Lee Yun-hyang was the lone woman at the table during the 2018 Singapore summit between the U.S. and North Korea. This scenario is likely to repeat itself tonight: U.S. men on one side of the table and North Korean men on the other, poised to decide what could be the fate of humanity without the substantive representation of more than half of the world’s population.
Let’s take a few steps back: In late 2017, I was sitting at my desk in Washington, D.C., casually discussing with my colleagues whether our office would be swallowed in the fireball if North Korea dropped a nuclear bomb on the White House—something that, at the time, seemed like a distinct possibility.
Our conversation followed a tit-for-tat showdown between President Trump and Kim Jong Un. “North Korea best not make any more threats to the United States,” Trump said. “They will be met with fire and fury like the world has never seen.” Kim clapped back: “I will surely and definitely tame the mentally deranged U.S. dotard,” he declared. “With fire.”
This instance occurred with the safety of 7,000 miles of land and ocean between the two parties. Could you imagine this happening in real time? There could surely be a bit lost in translation. What does dotard even mean? [Editor’s Note: According to Google’s Dictionary tool, “an old person, especially one who has become physically weak or whose mental faculties have declined.”]
Lee was in Singapore last year as a translator, but her role was not just administrative. She was tasked with using precision and tact to accurately convey the comments of two exceptionally hyperbolic leaders—and one faulty interpretation could mean the difference between starting a nuclear war and both sides amicably retreating to their respective countries. Lee is incredibly qualified for this task: She has a Ph.D. from the Faculty of Translation and Interpreting at the University of Geneva and is the Division Chief of the Department of Interpretation at the State Department.
Despite the fact that I work at a women’s nonprofit that focuses on nuclear disarmament and demilitarization, I failed to immediately see the value in Lee’s role. Even though she chose a career path where she may not be venerated, she should be lifted up—but even her critical presence didn’t change the reality that the negotiation table was still lacking in diversity and in women in decision-making roles.
Lee’s situation isn’t unique. Women are often relegated to seats behind the table or out of the room during high-level meetings. During the U.S. and China trade talks on February 21st, there were only two women, both interpreters, at the table among at least 20 men. Even worse, women made up only four percent of signatories, 2.4 percent of chief mediators, 3.7 percent of witnesses and nine percent of negotiators in 31 major peace processes between 1992 and 2011.

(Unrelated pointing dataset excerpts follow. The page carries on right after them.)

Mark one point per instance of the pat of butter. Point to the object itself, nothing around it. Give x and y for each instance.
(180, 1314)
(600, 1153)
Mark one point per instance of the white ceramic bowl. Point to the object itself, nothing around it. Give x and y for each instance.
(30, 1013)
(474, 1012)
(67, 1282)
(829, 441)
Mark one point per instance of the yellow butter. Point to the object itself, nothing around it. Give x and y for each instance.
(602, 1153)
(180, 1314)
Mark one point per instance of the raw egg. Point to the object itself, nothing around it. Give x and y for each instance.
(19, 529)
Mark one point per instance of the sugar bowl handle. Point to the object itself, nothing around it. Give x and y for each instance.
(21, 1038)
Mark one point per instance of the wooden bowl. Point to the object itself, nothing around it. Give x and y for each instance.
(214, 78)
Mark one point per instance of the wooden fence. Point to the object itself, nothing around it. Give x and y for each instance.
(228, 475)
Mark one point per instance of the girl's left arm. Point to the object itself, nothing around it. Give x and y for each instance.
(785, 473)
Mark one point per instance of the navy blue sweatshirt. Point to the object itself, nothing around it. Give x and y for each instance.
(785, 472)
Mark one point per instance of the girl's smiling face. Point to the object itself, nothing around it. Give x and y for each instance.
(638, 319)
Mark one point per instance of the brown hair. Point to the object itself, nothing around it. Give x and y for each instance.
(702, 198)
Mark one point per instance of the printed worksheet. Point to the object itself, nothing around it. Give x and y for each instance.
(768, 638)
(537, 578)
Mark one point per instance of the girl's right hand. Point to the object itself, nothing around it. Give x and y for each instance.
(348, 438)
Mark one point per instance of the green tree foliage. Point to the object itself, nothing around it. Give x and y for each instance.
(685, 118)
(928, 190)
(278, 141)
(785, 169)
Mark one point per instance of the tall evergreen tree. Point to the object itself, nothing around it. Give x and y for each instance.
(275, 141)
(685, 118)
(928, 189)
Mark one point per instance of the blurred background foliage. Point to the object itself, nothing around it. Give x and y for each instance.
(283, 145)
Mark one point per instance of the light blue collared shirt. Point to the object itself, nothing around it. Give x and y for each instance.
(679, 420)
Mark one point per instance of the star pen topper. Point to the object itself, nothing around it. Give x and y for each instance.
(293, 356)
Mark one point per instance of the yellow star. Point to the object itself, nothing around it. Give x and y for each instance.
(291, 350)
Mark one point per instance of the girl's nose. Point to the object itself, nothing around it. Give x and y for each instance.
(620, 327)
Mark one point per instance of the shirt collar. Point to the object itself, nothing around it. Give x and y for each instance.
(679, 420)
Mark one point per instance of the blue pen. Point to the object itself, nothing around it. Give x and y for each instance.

The implications of these gendered disparities are huge—and they’re felt around the world. When women are meaningfully involved in peace processes, agreements are 35 percent more likely to last after 15 years. When women are excluded, we all inevitably feel the consequences, as does our global society.
The U.S. is unique in that we have myriad cultures, perspectives, languages represented as citizens, which provide a strategic advantage in the intelligence and national security fields. Under 25 years of previous administrations, there seemed to be recognition of the benefits of diversity and inclusion; the proportion of women ambassadors trended upward.
But then the Trump administration came along with a buzzsaw.
For someone who prides himself as being the paragon of business savvy, you’d think that President Trump would utilize the exceptionally diverse set of talent available in his own country. That wasn’t the case. Instead, women and non-white senior foreign diplomats were assigned administrative work, forced out or retired once Trump took office, leaving the country’s reputation overseas in the hands of a Senior Foreign Service that is 88.8 percent white and over two-thirds male.
President Trump has another chance to substantively include women at his second meeting with Kim Jong Un tonight—not because it is the right thing to do, but because it is the smart thing to do. But I’m not holding my breath.